Dies waren die beiden Salven welche der Baron Michel in La Logerie gehört hatte.
»Jetzt,« sagte der General, »kommt es nur darauf an, diesen traurigen Tag zu benützen. Es ist nur ein uns günstiger Fall denkbar: daß dieser Mann hier,« – auf Oullier deutend – »allein in das Geheimniß eingeweiht war. Gendarme, hat er seit seiner Verhaftung mit Jemanden gesprochen?«
»Nein, Herr General, er hat nicht einmal Zeichen gegeben, denn die Hände sind ihm gebunden.«
»Hat er mit dem Kopfe genickt? Hat er ein Wort geflüstert? Bei diesen Leuten ist ein Wink, ein Laut genügend.«
»Ich habe nichts bemerkt,« sagte der Gendarme.

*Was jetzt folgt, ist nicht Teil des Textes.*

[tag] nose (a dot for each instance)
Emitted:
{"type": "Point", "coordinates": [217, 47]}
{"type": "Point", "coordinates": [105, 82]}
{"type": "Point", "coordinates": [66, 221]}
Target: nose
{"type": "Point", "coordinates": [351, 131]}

»Nun, dann wollen wir’s versuchen. Herr Capitän, lassen Sie Ihre Leute essen; in einer Viertelstunde brechen wir auf. Die Gendarmen werden mit Hilfe der Nationalgarde genügen, die Ruhe in der Stadt zu erhalten. Ich reite mit meiner Escorte voraus.«
Der General ging wieder in den Gasthof.
Die Soldaten rüsteten sich zum Abmarsch.
Unterdessen saß Jean Oullier, von zwei Gendarmen bewacht, im Hofe auf einem Stein. Sein Gesicht war so ruhig und gleichgültig wie gewöhnlich: er liebkoste mit seinen gebundenen Händen seinen Hund, der ihm gefolgt war und den Kopf auf die Knie seines Herrn legte und ihm von Zeit zu Zeit die Hände leckte, gleichsam um dem Gefangenen anzudeuten, daß er in seinem Unglück einen Freund habe.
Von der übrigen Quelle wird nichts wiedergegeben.